We just reviewed the evolution of the game controller in general. Now let’s dip in the very interesting story of the creation of the PlayStation Controller. The facts reported here mainly come from Kevin Gifford who wrote the "PlayStation 1 Design" article and from Reiji Asakura who wrote the book "Revolutionaries at Sony – The Making of the Sony PlayStation and the Visionaries Who Conquered the World of Video Games."
To get into the right context, allow me to introduce a few Japanese public figures who are keys in this story. First, Ken Kutaragi, who was chairman of Sony Computer Entertaiment. Then we also have the late Norio Ohga (1930-2011) who was president of the Sony Corporation by the time the story happened. And there was, Teiyu Gotoh, the main designer of the PlayStation Project, which is the hero of this story. It’s also worth mentioning that the Sony PlayStation was a huge success as it was released. It was actually the largest selling single model the electronic equipment market had ever seen (with 40 million units worldwide without a model change within three years). “One of the main factors that led to the success of Playstation”, said Ohga, was the design of the main unit and controller. That’s what Gotoh confirmed by stating “I’m convinced that the design contributed to the runaway success of the PlayStation, We had to start the Playstation business with no track record. A major issue was whether software companies would publish titles for it.

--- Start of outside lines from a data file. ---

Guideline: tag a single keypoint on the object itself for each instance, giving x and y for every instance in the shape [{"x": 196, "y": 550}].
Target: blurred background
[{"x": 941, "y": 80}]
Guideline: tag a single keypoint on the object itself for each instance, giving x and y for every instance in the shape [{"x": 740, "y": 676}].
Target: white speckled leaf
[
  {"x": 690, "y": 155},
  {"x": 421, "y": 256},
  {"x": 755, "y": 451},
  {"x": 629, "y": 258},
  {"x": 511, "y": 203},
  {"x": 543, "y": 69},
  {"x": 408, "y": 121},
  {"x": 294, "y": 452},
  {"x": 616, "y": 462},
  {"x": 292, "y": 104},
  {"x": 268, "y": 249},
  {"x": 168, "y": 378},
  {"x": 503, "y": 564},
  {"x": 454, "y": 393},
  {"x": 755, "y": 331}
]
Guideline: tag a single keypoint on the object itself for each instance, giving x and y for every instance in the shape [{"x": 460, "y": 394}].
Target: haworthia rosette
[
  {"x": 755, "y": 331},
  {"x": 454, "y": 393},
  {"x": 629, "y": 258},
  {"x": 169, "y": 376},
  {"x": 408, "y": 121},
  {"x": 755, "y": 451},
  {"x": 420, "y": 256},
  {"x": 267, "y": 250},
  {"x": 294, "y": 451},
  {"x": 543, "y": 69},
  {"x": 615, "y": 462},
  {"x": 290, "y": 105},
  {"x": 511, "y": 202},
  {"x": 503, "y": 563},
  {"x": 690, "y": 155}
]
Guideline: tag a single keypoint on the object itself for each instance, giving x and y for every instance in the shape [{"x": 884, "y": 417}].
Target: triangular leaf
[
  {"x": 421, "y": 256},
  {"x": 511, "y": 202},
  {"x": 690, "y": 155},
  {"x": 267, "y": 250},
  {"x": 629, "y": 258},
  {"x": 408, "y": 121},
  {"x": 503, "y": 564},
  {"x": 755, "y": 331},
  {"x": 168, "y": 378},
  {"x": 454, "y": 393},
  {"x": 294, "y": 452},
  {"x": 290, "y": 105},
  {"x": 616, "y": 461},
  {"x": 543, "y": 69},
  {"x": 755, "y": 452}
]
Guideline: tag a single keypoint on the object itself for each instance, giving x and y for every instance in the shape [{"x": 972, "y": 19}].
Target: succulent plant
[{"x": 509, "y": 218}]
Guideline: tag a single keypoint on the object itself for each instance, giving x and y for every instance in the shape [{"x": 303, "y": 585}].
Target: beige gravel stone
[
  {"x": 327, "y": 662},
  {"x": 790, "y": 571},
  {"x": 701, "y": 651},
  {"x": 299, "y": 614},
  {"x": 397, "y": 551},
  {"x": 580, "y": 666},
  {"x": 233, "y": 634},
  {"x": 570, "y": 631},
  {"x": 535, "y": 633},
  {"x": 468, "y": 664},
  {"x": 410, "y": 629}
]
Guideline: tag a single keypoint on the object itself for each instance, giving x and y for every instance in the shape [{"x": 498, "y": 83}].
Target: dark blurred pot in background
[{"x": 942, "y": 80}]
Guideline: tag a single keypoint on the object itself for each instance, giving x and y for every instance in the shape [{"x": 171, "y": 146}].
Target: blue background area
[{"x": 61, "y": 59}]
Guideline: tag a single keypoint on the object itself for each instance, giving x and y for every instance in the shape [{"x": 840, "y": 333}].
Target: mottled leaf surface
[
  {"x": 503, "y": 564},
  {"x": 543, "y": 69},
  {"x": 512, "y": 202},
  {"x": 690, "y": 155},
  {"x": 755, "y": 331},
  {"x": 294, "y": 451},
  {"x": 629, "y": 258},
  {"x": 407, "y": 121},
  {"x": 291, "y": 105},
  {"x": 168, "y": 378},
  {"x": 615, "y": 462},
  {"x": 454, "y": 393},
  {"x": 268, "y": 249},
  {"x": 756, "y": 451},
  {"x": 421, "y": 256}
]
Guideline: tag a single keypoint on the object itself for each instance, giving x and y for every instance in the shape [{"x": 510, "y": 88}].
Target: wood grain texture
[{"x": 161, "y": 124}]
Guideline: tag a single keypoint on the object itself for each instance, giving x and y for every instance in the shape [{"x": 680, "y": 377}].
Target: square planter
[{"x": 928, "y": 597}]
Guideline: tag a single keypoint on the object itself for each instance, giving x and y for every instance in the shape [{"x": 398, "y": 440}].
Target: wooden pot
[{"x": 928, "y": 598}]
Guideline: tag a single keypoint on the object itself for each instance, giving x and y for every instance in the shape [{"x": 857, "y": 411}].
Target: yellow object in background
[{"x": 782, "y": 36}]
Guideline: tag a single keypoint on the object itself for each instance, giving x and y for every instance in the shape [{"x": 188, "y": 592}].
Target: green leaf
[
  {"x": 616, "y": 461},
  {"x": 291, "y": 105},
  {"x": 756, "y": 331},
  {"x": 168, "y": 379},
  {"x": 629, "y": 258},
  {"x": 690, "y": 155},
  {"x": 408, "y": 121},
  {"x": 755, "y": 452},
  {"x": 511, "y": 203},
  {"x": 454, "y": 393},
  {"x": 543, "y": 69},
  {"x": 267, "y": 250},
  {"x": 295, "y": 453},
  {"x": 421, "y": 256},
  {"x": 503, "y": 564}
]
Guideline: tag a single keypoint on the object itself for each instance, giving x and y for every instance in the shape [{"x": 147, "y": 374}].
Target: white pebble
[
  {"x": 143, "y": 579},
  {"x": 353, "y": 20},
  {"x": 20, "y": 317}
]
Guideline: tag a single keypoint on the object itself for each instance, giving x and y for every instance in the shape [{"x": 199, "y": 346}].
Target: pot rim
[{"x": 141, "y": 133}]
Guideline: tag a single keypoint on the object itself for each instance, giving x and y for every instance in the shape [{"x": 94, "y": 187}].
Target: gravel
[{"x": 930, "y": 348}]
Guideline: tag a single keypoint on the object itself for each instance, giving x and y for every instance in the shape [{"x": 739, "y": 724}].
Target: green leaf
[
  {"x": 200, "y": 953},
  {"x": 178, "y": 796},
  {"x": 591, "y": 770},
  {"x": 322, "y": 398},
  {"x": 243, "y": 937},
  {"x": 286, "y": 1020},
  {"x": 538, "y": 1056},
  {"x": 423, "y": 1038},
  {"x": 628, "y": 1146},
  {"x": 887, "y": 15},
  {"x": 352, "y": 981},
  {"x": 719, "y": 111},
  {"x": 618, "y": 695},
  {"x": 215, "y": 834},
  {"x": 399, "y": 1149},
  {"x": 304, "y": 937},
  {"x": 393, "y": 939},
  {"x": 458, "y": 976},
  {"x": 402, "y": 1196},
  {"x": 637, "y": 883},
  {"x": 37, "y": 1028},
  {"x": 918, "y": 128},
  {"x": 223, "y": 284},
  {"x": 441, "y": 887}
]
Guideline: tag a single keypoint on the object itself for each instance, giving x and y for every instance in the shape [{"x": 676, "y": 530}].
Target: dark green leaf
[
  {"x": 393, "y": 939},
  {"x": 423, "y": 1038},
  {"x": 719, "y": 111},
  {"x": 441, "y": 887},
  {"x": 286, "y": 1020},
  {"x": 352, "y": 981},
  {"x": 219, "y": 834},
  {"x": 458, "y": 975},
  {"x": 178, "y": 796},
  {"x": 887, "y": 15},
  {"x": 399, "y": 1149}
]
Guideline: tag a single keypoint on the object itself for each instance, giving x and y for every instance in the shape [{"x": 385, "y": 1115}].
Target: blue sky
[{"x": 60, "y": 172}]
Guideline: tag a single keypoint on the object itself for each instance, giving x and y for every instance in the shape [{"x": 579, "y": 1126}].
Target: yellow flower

I thought the first hurdle was to ensure that game creators would like the hardware design. After all, game creators are the machine’s first users. We’ve got it right if they think they want a platform that looks like ours.”
For Gotoh, design was the very expression of content. He was aiming for a simple yet original and trendless design. Gotoh was originally a designer of television sets. He was well known for his sophisticated design style and excellent performance on projects like the Sony Profile PRO and the Sony miracle, the VIAO PC. However, the PlayStation project was a completely different matter, as Gotoh himself said: “TVs have a fixed shape and use the same devices. Within those constraints, I struggled to find ways to create innovative designs that are different from other products, how to emphasize the difference. But the game machine was completely different from conventional products, because the PlayStation is a one-and-only product. Although it competes against other platforms in the game-machine market, there are no other PlayStations. Other Sony products categories have their own history and fixed design process, but there were no examples to follow with the PlayStation, only a concept of doing something different from other products in the same genre.”
In our study, we are more concerned with the PlayStation controller than the console itself. But the interesting part is that Gotoh designed not only the main parts of the PlayStation but also its peripherals such as the memory card and eventually the controller. However, at the beginning, the controller design didn’t know a unanimous approval at Sony. While Ohga approved it, Kutaragi, the technologist, immediately rejected it: “What’s this? The shape is original, but it doesn’t look very easy to use.” It was indeed very different from the conventional controllers which were flat, planar while Gotoh’s controller was three-dimensional. He recalls “I have worked at Sony for twenty-one years now, but there has never before been such a difficult product. The controller was considerably harder to design that the console.” It took him more than a year to design it. He proceeded by carving a lump of acrylic foam and gripping it repeatedly to see how it felt. The shape of the controller was refined through countless repetitions of this process. A few issues with the flat controllers were that they had to be held tightly during use as the palm was not in contact with the device. This tended to be uncomfortable and stressful. Further, those controllers could not properly fit different types and sizes of hands. That’s how Gotoh came with some grips so that the controller could be held as naturally as possible.
At some point, Gotoh conducted an experiment, by gathering some children and make them test his controller. They found it a bit weird at the beginning as they were used to the flat controllers. However, once they learned how to use it, they seemed to really enjoy it. This was encouraging because children are honest in their feedback. If they like something, or if they don’t they just say how they actually feel about it. Further, there was another very interesting point in that experiment. As Harold Thimbleby said, children are better testers for devices than adults, as they tend to behave like trolls. They keep trying new things without fearing breaking the device and the fact that they are good at getting rid of any technology preconceptions made them avoid any design assumption. This made them the perfect testers for a revolutionary device like the PlayStation controller, spearheading a new generation of game controllers.